May 16, 2004

Sic Transit Gloria Rumsfeld

The New Yorker today releases a story which must surely spell the final days for Mr. D. Rumsfeld. The story reveals how a clandestine CIA operation, authorized by Rumsfeld and Myers, got wildly out of control.

"The roots of the Abu Ghraib prison scandal lie not in the criminal inclinations of a few Army reservists but in a decision, approved last year by Secretary of Defense Donald Rumsfeld, to expand a highly secret operation, which had been focussed on the hunt for Al Qaeda, to the interrogation of prisoners in Iraq. Rumsfeld's decision embittered the American intelligence community, damaged the effectiveness of elite combat units, and hurt America's prospects in the war on terror.
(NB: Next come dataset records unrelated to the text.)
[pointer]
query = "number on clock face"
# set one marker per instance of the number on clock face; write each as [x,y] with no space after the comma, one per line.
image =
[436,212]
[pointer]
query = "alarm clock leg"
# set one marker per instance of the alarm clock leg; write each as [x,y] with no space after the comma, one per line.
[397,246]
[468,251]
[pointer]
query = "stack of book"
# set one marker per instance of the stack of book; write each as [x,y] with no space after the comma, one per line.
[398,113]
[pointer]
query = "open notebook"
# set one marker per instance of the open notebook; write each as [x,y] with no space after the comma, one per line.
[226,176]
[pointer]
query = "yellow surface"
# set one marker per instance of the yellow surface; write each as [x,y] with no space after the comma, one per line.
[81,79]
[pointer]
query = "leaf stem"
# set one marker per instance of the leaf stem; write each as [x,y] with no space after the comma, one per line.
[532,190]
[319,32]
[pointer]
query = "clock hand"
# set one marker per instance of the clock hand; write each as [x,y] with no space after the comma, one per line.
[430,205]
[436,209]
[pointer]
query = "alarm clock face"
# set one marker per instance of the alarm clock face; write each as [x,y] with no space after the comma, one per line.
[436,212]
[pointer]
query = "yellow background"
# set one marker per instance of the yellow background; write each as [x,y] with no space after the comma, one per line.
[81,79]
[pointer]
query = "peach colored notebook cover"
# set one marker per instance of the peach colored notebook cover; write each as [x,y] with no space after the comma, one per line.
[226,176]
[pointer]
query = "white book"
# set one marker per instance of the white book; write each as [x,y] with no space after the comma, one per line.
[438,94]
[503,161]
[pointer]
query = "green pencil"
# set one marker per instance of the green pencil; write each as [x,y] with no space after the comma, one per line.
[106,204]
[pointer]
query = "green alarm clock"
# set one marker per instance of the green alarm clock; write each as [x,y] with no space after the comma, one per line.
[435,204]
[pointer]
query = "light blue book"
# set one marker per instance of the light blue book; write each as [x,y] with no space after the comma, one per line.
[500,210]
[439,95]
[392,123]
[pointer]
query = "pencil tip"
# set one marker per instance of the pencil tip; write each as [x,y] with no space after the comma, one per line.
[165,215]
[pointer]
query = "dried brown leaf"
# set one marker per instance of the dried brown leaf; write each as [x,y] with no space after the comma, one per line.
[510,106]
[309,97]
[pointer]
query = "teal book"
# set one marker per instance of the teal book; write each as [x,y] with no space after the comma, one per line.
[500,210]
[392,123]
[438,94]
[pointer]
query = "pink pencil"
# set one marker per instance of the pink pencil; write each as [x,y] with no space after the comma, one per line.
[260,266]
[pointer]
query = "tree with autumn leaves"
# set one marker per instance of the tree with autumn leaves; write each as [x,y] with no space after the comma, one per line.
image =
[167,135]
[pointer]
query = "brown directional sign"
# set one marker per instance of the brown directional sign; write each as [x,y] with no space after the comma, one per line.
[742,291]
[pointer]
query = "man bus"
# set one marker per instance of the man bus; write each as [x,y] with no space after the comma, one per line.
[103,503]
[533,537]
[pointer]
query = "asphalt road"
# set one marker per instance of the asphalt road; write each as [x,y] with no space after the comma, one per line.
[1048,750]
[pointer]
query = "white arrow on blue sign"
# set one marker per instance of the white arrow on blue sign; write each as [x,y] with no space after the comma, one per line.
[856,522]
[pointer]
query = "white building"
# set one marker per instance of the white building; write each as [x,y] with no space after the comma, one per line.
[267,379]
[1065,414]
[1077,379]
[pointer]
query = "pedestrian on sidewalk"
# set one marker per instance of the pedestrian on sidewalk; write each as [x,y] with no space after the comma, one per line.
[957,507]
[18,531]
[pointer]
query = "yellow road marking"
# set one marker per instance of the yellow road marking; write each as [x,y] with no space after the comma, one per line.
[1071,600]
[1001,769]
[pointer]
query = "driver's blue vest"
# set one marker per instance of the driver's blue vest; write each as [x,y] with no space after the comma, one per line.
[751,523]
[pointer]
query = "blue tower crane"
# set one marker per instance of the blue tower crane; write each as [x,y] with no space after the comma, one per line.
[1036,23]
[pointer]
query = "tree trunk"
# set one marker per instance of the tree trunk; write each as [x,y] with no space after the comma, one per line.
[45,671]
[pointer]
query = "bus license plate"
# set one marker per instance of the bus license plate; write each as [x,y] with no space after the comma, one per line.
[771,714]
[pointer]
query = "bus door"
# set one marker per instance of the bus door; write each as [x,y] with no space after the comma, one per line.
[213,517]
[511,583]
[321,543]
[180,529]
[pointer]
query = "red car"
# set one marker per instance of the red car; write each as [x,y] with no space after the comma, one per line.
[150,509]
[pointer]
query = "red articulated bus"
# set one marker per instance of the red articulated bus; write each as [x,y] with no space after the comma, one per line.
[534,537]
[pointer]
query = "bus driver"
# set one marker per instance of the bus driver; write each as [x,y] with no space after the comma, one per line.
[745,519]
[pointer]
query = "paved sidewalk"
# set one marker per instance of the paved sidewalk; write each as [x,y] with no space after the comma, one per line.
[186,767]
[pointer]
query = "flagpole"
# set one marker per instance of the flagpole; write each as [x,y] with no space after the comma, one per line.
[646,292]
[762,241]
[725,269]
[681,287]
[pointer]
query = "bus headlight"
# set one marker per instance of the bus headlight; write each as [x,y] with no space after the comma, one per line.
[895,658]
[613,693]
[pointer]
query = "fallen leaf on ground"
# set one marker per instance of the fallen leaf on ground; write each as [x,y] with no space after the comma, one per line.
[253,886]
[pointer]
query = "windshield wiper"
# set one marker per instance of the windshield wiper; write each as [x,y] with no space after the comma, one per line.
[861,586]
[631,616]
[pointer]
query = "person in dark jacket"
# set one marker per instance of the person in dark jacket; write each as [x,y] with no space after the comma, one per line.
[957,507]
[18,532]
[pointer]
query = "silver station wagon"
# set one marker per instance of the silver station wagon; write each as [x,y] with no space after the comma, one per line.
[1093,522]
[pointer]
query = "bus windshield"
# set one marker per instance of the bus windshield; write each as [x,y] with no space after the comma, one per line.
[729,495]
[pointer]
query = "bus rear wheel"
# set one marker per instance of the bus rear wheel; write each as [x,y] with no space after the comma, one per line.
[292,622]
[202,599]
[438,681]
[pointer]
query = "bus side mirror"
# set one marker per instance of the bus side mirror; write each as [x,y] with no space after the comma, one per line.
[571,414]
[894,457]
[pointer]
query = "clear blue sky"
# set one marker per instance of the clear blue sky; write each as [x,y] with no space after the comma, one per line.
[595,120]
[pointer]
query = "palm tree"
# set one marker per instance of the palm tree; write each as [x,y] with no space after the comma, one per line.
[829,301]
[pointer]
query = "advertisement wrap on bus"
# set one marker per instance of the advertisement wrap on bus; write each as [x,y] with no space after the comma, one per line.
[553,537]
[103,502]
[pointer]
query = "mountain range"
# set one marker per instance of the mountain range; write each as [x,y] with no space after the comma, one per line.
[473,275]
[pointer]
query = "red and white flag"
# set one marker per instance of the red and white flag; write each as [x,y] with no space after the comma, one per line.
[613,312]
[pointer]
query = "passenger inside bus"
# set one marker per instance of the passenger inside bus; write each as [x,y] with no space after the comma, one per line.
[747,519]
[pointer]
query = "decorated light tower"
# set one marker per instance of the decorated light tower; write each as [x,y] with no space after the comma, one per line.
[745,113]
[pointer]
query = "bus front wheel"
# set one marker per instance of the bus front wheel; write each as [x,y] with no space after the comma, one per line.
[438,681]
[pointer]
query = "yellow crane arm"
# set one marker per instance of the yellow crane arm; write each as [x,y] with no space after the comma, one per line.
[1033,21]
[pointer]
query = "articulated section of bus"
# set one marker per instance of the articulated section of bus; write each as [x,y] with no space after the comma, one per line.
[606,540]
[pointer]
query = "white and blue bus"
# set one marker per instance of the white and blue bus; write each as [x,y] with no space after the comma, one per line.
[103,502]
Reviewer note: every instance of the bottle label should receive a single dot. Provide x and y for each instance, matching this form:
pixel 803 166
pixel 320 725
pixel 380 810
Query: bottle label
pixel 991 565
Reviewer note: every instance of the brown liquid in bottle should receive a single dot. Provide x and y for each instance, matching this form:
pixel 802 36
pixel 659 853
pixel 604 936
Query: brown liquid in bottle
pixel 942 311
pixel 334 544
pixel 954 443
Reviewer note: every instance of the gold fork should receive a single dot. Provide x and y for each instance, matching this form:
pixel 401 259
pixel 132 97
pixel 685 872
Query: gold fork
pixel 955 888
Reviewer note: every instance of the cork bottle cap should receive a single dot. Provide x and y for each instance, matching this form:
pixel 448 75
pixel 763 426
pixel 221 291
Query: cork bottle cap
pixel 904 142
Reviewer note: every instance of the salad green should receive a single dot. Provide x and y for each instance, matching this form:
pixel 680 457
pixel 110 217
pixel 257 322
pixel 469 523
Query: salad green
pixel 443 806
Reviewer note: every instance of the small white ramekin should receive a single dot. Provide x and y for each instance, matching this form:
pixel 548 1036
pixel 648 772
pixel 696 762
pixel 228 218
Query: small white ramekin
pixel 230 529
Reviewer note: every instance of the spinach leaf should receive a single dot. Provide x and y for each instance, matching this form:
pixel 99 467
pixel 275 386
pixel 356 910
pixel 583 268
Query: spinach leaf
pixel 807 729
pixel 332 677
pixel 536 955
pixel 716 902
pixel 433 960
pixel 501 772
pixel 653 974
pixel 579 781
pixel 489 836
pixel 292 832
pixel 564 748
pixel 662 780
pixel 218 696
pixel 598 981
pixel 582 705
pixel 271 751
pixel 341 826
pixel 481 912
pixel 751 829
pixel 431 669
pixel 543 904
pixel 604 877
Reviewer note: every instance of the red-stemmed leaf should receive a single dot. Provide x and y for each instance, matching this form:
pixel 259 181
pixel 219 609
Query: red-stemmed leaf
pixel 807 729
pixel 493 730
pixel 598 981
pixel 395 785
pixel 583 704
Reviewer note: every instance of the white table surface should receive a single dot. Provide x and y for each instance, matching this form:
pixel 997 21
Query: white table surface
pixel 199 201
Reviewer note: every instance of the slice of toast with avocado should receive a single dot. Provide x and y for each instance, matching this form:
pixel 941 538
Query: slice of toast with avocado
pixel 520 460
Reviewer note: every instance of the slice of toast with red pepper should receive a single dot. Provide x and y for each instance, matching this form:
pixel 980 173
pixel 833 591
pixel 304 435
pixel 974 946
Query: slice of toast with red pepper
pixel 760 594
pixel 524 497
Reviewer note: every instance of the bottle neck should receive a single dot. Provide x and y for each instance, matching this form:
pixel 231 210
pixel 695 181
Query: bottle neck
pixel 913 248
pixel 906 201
"According to interviews with several past and present American intelligence officials, the Pentagon's operation, known inside the intelligence community by several code words, including Copper Green, encouraged physical coercion and sexual humiliation of Iraqi prisoners in an effort to generate more intelligence about the growing insurgency in Iraq. A senior C.I.A. official, in confirming the details of this account last week, said that the operation stemmed from Rumsfeld's long-standing desire to wrest control of America's clandestine and paramilitary operations from the C.I.A.

...Fewer than two hundred operatives and officials, including Rumsfeld and General Richard Myers, chairman of the Joint Chiefs of Staff, were “completely read into the program,” the former intelligence official said. The goal was to keep the operation protected. “We’re not going to read more people than necessary into our heart of darkness,” he said. “The rules are ‘Grab whom you must. Do what you want."

...Cambone says, I’ve got to crack this thing and I’m tired of working through the normal chain of command. I’ve got this apparatus set up—the black special-access program—and I’m going in hot.

... The military police assigned to guard the prisoners wore uniforms, but many others—military intelligence officers, contract interpreters, C.I.A. officers, and the men from the special-access program—wore civilian clothes. It was not clear who was who, even to Brigadier General Janis Karpinski, then the commander of the 800th Military Police Brigade, and the officer ostensibly in charge. “I thought most of the civilians there were interpreters, but there were some civilians that I didn’t know,” Karpinski told me. “I called them the disappearing ghosts..."

“The White House subcontracted this to the Pentagon, and the Pentagon subcontracted it to Cambone,” he said. “This is Cambone’s deal, but Rumsfeld and Myers approved the program.”

The Pentagon consultant made a similar point. Cambone and his superiors, the consultant said, “created the conditions that allowed transgressions to take place. And now we’re going to end up with another Church Commission...”—the 1975 Senate committee on intelligence, headed by Senator Frank Church, of Idaho, which investigated C.I.A. abuses during the previous two decades...

“We’re giving the world a ready-made excuse to ignore the Geneva Conventions. Rumsfeld has lowered the bar.”